Rassiges Kopfballduell unter den Augen von SC-Trainer Frank Biermann zwischen Salzuflens zweifachen Torschützen Jan Ehlert und Jannes Knecht.

Bad Salzuflen/Wüsten (ruko). Der TuS Leopoldshöhe bestätigt seine ansteigende Form, blieb auch im vierten Spiel in Folge ungeschlagen. Die Mannen von Chris Martens konnten dem SC Bad Salzuflen beim 2:2 in Wüsten einen Punkt abknöpfen und die Badestädter hätten sich nicht beschweren dürfen wenn es am Enden deren drei geworden wären.

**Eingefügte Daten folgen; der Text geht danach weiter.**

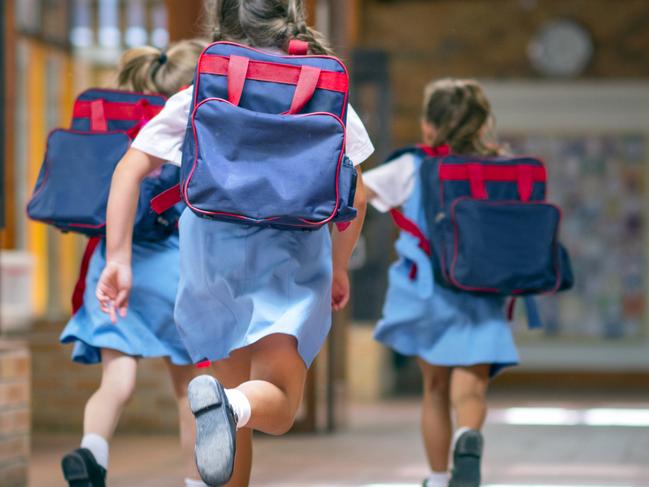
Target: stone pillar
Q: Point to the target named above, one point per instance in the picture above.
(14, 413)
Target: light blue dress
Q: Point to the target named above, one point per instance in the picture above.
(441, 326)
(240, 283)
(148, 330)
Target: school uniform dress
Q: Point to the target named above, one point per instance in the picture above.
(241, 283)
(148, 330)
(442, 326)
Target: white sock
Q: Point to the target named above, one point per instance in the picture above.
(98, 446)
(437, 479)
(195, 483)
(240, 406)
(458, 433)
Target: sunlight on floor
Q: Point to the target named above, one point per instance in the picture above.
(571, 417)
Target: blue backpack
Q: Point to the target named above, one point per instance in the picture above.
(491, 230)
(71, 192)
(265, 143)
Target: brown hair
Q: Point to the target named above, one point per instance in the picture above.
(460, 112)
(263, 23)
(150, 70)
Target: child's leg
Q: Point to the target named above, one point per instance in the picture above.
(436, 415)
(180, 379)
(268, 402)
(277, 381)
(87, 465)
(468, 395)
(105, 406)
(231, 372)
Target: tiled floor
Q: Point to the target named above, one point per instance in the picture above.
(382, 448)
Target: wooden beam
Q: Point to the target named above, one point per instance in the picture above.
(185, 19)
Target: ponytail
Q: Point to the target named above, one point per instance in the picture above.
(461, 115)
(263, 24)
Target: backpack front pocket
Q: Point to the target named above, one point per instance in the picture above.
(503, 247)
(72, 189)
(282, 170)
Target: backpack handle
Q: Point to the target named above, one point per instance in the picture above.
(237, 72)
(524, 178)
(298, 48)
(306, 85)
(98, 122)
(305, 88)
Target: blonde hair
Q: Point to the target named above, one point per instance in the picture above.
(151, 70)
(460, 112)
(263, 23)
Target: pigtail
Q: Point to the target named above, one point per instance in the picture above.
(137, 67)
(149, 70)
(297, 28)
(461, 114)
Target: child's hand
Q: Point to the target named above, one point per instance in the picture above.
(113, 289)
(340, 289)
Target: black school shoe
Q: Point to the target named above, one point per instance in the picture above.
(466, 460)
(216, 430)
(80, 469)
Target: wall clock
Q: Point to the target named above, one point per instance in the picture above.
(562, 48)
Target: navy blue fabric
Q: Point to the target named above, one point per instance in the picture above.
(254, 164)
(503, 246)
(228, 157)
(500, 245)
(262, 96)
(72, 188)
(532, 310)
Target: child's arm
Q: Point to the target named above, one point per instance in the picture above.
(343, 245)
(115, 281)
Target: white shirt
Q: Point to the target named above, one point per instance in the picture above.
(163, 135)
(392, 183)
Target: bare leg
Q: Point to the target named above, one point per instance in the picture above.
(468, 395)
(180, 378)
(436, 415)
(277, 381)
(231, 372)
(105, 406)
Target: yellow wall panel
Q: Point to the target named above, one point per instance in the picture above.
(37, 232)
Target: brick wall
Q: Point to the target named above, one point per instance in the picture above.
(60, 389)
(489, 39)
(14, 413)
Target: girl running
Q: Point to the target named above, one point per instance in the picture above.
(148, 330)
(256, 300)
(460, 340)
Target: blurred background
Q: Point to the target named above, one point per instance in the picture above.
(569, 82)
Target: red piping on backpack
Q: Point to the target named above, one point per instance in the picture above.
(185, 187)
(409, 226)
(80, 287)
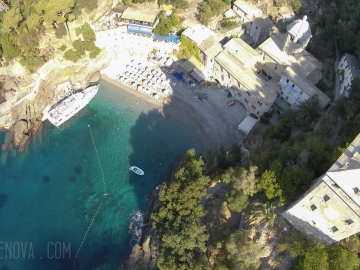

Zwar fand der SC zunächst besser in die Partie und konnte schon nach drei Minuten durch einen Kopfball von Jan Ehlert mit 1:0 in Führung gehen, doch dieses Tor wirkte wie ein Weckruf für die beim 1:0 unkonzentriert wirkenden „Löwen“, die jetzt immer mehr ihre Krallen herausholten, ein gutes Pressing spielten, die Salzufler immer wieder anliefen. Die hatten mit der Spielweise der Gäste nun sichtlich Probleme und Marcel Heisler konnte in der 27. Minute zum völlig verdienten 1:1 einschieben. Die Leos wollten mehr und der SC hatte Glück, dass Luca Gentile und Moritz Reh beste Chancen für die Martens-Elf nicht nutzen konnte. Mit dem 1:1 ging es in die Pause.


„Hätte das
sofort unterschrieben!“


In der Pause folgte eine Gardinenpredigt von SC-Coch Frank Biermann, die ihre Wirkung nicht verfehlen sollte. Der SC in Hälfte zwei nun mit einer anderen Taktik. Nun wurden die Leos früh angelaufen und die Badestädter hatten mehr vom Spiel. Die besseren Möglichkeiten konnte sich aber weithin der TuS herausspielen, der in der 69. Minute durch Marlon Gamm zum 2:1 kam. Salzuflen verstärkte den Druck, konnte sich dabei aber zunächst keine so zwingenden Möglichkeiten herausarbeiten. Als die Leos dann schon mit drei Punkten frohlockten, schlug Jan Ehlert in der 86. Minute erneut zu und sicherte den Biermännern zumindest einen Punkt. „Hätte mir vor dem Spiel einer gesagt, dass wir hier einen Punkt holen würden, hätte sich das sofort unterschrieben. Nach den 90 Minuten ärgere ich mich aber schon ein wenig, dass es nicht drei Punkte geworden sind, was auch nicht unbedingt unverdient gewesen wäre, weil meine Jungs heute sehr engagiert aufgetreten sind“, so TuS-Trainer Chris Martens. Auf Salzufler Seite war man am Ende nicht unbedingt unzufrieden mit dem Erreichten.